My small steel woodstove is lined with lightweight insulating firebrick (2.2 lb per brick, IIRC). It has a smokeshelf of the same firebrick, and secondary air right under the smokeshelf at front and rear of the firebox. I’m learning to cook on and in it, both so I can eat when the power goes out, and because it’s fun. I wish the flue was at a rear corner, insead of the back middle: there isn’t room on the top for decent size pots and pans. But it works great as a barbeque.
I’d like it to work as an oven, but the lightweight firebrick doesn’t hold enough heat long enough. I grok that it keeps the heat in the firebox, and that helps make the burn cleaner. If I were to replace the firebrick with soapstone, the burn would probably not be quite as clean innitially; do you suppose it would clean up as the soapstone came up to temperature?
I think the soapstone I have is 1.25" thick, same as the existing firebrick. If it’s ~2.2 times as heavy, shouldn’t it hold ~2.2 times as much heat? Do you guyz think it wold hold enough heat long enough to bake bread or, say, roast a chicken? Maybe if there are still hot coals in the bottom when the food goes in?
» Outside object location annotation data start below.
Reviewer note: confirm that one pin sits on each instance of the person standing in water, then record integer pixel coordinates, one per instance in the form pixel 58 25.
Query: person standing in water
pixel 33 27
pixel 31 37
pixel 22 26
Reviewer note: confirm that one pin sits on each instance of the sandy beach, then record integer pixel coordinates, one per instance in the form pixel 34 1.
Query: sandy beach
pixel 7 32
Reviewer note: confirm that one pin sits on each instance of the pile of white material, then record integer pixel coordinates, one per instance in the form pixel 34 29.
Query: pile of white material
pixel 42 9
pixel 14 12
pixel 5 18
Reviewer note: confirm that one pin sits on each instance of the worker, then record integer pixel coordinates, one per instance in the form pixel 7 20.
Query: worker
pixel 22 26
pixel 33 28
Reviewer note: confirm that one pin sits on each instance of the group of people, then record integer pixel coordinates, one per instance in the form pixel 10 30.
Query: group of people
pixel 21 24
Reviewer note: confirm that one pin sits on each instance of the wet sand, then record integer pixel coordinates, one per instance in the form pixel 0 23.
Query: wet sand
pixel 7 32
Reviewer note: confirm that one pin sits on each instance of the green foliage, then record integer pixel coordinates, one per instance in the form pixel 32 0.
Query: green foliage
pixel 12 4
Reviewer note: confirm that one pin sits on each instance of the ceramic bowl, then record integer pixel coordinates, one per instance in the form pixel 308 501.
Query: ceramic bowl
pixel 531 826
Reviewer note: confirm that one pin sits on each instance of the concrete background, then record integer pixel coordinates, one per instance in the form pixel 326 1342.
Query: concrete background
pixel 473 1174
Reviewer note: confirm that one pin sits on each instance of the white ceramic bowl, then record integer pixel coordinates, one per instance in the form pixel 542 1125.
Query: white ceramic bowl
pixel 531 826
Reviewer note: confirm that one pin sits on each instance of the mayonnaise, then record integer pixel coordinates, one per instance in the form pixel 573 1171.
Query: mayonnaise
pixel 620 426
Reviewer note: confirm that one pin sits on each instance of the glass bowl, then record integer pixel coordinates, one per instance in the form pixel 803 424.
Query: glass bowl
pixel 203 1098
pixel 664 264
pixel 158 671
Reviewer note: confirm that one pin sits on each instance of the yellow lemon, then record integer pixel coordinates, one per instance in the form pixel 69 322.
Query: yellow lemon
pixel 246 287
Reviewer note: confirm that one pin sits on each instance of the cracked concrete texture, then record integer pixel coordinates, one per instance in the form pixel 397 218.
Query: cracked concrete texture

The existing firebrick slows conduction of heat out through the walls of the stove, which slows the stove’s initial warning of the house, and sends more heat up the insulated chimney. I would think that soapstone would conduct heat out into the house faster, being more conductive. Initially that’d be nice, when I want to warm the house in a hurry, but this house is small and decently insulated, and it’s easy to overheat it. Both to ease that and to make a second heat shield between the stove and the lath-and-plaster wall, I mean to surround it on three sides with red brick, glued together with high-temp (good for something over 500 F) silicon caulk, 1/2 inch out from the steel stove walls. I’ll air seal the two front sides with fiberglass stove gasket rope, and leave the top brick all the way around lose so I can move it in to (mostly) stop airflow, or out to allow convection to add heat to the house faster. That’s only going to be maybe 360 pounds of brick, but if it will slow heat transfer into the house, and hold heat for an hour or two after the fire is out, i think it will help.
Anybody see anything wrong with this plan? And do you think I’ll at least be able to bake bread? I can add a couple of 2.5 x 4.5 x 9" heavy dense firebrick to both ends, maybe double up on some of the soapstone. Do any of you have any experience turning a small wodstove into an oven?